Salí tan tarde que el transporte público ya no operaba a esas horas. El estómago reclamaba mi compromiso con el trabajo pero mi irresponsabilidad hacia mí. Caminé buscando un sitio de taxis o algún lugar donde pudiera conseguir alimento, lo que sucediera primero. Encontré un bar y pensando que pudieran servir alimentos ocupé una de las mesas del fondo. Pedí la carta y encontré con agrado tacos y tortas dentro del menú.
Ordené unos tacos de bistec y pedí una cerveza mientras esperaba. La chica era agradable, sin embargo no tenía forma de estar seguro si su sonrisa era sincera o más bien parte de su trabajo. Debo haber estado demasiado cansado pues consideré preguntárselo. Me reí sólo y en la mesa de enfrente dos hombres me miraban con cara de pocos amigos. Pensando en las posibilidades de que algo más saliera mal procuré mirar en otra dirección, pero por algún motivo no quité la sonrisa. Eso pareció molestarles pues al voltear los descubrí con sus ojos fijos en mí, lo que me pareció absurdo o gracioso y mi sonrisa se hizo más pronunciada. Uno de ellos se puso de pie y se acercó a la mesa.
-¿Eres maricón? - cuestionó.
-No, no soy maricón. – respondí mirando directo.
- ¿Y tú? La botella se estrelló en mi cabeza, la cerveza corría por el cabello y cuello hasta mojar mi camisa. La silla en la que estaba sentado cayó al incorporarme y mientras sujetaba el brazo de mi agresor su compañero ya estaba de pie apartando la mesa para dejarse ir sobre mí a patadas.
La joven mesera y otras dos personas reaccionaron con prontitud quitándomelos de encima. Estaba aturdido con una mano en la cabeza buscando cristales incrustados en el cráneo. No entendí bien lo que sucedía pero pude ver que se llevaban a mis agresores. El primer hombre gritó
“¡Para que sigas sonriendo pendejo!”. Minutos después descubrí que lo que corría por el cuello no sólo era cerveza sino también mi propia sangre.
El dueño del lugar me acompañó al baño y me auxilió para evaluar el daño y asearme un poco. En ese momento me pareció muy amable pero de regreso a casa pensé que toda esa amabilidad respondía al temor de que decidiera denunciar lo que representaría problemas serios para su negocio.

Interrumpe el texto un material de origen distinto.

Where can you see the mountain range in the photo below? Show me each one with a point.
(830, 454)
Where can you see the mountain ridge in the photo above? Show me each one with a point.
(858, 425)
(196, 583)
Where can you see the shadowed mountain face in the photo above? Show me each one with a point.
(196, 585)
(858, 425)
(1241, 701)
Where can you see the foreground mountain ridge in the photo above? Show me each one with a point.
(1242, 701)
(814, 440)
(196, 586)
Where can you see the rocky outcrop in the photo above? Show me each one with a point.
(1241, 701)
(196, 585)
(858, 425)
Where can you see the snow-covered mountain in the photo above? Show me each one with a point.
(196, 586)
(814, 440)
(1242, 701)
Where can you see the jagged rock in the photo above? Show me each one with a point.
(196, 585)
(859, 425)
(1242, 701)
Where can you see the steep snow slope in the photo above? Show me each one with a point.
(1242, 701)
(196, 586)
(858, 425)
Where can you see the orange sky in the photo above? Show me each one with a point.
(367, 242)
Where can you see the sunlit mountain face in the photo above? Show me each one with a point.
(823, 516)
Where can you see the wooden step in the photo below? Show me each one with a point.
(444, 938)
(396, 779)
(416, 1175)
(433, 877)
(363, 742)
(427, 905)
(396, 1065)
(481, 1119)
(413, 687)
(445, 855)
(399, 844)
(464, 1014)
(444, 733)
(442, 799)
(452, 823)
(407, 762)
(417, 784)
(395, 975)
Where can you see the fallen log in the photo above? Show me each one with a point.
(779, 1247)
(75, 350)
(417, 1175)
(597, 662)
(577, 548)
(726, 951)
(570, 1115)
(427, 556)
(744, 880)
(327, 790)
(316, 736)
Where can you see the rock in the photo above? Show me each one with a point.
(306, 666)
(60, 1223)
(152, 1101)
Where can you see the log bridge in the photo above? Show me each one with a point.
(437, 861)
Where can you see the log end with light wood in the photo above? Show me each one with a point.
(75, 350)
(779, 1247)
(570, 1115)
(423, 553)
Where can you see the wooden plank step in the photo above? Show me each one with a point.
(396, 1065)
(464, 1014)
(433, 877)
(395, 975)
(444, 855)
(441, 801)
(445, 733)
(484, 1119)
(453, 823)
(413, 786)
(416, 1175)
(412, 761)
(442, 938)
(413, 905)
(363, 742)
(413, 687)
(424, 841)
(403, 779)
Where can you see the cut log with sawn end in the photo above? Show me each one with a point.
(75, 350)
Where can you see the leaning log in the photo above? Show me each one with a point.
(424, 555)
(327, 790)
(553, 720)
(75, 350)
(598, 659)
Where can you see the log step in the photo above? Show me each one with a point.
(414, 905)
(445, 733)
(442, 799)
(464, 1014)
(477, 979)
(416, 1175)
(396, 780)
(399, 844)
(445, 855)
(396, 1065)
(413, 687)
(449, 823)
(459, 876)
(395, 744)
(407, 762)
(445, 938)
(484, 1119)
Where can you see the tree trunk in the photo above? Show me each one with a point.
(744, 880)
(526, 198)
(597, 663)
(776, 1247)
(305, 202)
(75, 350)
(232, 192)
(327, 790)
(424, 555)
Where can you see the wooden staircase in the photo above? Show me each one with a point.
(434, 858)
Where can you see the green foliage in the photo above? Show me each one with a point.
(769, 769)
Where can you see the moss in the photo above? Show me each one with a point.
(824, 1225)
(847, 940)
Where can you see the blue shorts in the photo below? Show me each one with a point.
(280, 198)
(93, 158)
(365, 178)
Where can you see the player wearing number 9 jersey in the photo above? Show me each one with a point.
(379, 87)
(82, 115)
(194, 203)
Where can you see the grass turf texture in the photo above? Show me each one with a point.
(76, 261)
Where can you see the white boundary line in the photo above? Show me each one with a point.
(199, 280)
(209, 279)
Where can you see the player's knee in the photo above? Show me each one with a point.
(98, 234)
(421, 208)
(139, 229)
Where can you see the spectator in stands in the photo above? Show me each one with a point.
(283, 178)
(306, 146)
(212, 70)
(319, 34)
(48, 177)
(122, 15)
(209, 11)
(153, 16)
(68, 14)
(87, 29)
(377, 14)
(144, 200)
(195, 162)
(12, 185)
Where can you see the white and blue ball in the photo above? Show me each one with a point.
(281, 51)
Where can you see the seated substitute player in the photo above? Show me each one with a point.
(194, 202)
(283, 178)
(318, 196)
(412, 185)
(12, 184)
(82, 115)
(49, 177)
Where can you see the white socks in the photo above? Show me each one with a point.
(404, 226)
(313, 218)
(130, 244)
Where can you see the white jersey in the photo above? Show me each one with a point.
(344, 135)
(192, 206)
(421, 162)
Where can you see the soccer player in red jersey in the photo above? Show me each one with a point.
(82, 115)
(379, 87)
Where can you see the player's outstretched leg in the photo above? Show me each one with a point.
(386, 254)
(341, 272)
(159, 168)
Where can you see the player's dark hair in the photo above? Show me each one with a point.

Caminé poco más de una hora, llegué a casa casi a las dos de la mañana. El dolor de los pies era peor que el del golpe que recibí en la cabeza. Llegué al portón del edificio, subí los tres pisos, entré y me recibieron los gatos con la misma efusividad que tenían en la mañana. Fui directo al baño para examinarme en el espejo, tenía el cabello pegajoso y en los dedos pude sentir la sangre seca. Con ambas palmas llevé agua a mi rostro primero, luego al cabello y el cuello. Tomé la toalla, me sequé y entré en la habitación.
No quise encender la luz. Caminé al otro lado de la cama, las cortinas estaban abiertas y la luz de Luna se proyectaba al interior.
-¿Cómo te fue? – le escuché decir muy bajito con voz adormilada. Me acerqué y la besé en la frente. Me senté a su lado mientras enredaba mis dedos en su cabello. Sus ojos se entreabrieron buscando mi rostro. Le sonreí, me devolvió la sonrisa y se acurrucó en mí. Su piel tibia contra mi cuerpo.
Mirando por la ventana, con su sonrisa en mi mente y ella abrazada a mí, descubrí que después de todo el saldo era favorable. Estoy en paz.